Home»Quora»Does self-incentivizing work?

I'm fascinated with the way that neuroscience yields valuable information that we can use in our daily lives.

Paul Bush
Paul Bush, Assoc. Prof, Journalism & Digital Media, trying to teach how to learn.
My students do it all the time. If you have a hard time doing a bunch of reading, you can try it out yourself. Pick out a reasonable treat that you really like – my students have picked everything from raspberries to Goldfish crackers to Skittles candies. One student even put the candy on the spot in the reading where, once she read to that point, she could eat it.

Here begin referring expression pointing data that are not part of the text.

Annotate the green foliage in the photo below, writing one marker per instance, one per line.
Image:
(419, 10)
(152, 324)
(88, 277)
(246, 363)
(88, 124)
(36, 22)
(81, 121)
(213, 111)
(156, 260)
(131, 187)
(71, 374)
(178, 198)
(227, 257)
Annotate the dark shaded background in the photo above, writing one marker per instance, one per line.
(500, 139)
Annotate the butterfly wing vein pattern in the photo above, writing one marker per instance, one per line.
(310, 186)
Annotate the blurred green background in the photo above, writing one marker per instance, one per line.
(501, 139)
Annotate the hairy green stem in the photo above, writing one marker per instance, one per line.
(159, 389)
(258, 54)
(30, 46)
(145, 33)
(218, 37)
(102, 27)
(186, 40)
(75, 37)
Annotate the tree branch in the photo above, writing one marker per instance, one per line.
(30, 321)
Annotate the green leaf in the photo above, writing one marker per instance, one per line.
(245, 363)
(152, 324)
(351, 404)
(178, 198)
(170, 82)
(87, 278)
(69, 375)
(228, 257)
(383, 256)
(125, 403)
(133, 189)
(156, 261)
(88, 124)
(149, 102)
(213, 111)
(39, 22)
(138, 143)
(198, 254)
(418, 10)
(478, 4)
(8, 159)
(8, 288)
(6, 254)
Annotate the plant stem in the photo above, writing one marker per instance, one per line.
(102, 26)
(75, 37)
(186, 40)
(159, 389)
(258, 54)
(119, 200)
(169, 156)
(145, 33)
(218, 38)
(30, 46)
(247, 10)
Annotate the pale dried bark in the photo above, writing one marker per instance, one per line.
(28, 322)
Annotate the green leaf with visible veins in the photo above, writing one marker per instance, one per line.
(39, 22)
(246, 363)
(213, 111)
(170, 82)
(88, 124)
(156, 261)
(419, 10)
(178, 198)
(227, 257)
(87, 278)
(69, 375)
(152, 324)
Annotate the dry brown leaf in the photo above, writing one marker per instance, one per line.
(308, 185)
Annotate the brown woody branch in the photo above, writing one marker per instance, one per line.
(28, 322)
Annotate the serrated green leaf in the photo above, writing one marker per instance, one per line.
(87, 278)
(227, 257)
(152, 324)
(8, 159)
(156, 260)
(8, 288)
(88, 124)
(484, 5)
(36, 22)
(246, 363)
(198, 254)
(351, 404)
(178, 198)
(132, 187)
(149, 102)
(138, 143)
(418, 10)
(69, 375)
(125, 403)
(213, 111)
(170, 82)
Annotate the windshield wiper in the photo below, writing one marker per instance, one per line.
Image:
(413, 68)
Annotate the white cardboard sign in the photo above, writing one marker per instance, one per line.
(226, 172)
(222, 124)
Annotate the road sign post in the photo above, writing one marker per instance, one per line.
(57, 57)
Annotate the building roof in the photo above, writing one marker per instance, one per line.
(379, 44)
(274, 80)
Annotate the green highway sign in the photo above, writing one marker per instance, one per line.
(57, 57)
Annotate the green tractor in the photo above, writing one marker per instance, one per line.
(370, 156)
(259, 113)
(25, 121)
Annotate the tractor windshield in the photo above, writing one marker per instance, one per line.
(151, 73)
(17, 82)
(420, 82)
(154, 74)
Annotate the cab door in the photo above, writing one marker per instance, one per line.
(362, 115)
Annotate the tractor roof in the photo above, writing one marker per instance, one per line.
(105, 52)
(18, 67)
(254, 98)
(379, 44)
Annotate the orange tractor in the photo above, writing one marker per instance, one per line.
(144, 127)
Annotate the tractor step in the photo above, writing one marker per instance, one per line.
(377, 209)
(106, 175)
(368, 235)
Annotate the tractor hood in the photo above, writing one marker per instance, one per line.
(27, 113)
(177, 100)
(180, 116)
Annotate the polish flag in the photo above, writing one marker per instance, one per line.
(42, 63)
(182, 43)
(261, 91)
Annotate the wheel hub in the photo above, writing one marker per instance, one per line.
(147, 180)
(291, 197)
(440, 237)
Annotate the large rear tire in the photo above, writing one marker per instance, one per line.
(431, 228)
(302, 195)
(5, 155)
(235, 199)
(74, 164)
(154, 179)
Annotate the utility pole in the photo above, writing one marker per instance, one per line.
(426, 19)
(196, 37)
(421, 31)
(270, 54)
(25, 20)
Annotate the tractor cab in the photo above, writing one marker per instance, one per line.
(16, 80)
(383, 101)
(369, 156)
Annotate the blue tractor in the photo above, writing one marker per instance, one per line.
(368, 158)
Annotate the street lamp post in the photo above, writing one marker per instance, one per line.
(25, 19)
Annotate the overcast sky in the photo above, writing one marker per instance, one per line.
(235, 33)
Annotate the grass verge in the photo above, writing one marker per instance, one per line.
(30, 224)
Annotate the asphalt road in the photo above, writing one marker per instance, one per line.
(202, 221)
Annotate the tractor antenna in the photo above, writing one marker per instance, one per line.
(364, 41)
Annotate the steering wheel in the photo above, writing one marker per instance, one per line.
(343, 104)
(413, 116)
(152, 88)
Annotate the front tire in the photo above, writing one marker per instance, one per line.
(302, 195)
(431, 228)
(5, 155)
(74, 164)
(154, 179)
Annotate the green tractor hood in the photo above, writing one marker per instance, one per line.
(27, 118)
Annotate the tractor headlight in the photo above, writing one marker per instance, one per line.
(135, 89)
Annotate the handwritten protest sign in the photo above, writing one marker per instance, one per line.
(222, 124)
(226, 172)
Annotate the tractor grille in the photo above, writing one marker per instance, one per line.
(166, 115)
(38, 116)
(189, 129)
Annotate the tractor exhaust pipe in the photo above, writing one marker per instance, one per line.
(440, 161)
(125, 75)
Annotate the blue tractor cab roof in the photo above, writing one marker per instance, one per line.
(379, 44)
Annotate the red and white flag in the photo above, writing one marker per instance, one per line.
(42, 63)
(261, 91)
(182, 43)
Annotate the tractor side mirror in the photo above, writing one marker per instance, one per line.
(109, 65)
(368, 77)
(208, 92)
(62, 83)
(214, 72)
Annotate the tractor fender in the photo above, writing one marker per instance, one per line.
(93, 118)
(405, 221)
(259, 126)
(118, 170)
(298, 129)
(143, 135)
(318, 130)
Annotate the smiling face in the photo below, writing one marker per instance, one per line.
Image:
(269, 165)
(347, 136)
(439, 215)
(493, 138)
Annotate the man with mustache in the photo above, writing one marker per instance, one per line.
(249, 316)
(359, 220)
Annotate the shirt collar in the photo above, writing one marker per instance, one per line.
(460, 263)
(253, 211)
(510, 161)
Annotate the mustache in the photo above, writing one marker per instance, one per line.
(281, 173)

Now promise yourself that after x amount of time or pages, you get the reward. You can try this with any distasteful task, but be sure to break the task into segments. After x minutes of cleaning or x paragraphs of writing, you get a treat.

This works in part because the brain has a reward center, which I’ve usually seen referred to as the nucleus accumbens, that helps you focus on anticipation of reward. (Enjoying the pleasure takes place in an entirely different part of the brain.) Dopamine is released, and besides being a pleasure neurotransmitter, it’s a pay-attention neurotransmitter. In a perverse twist, these two things get hijacked in drug addiction, playing a part in incentivizing very destructive behavior.

Some people can make self-incentivizing work by promising themselves a big reward, like a new sweater, once the whole job is completed. However, my students have reported that it’s most effective when you break the job into smaller pieces and use smaller rewards.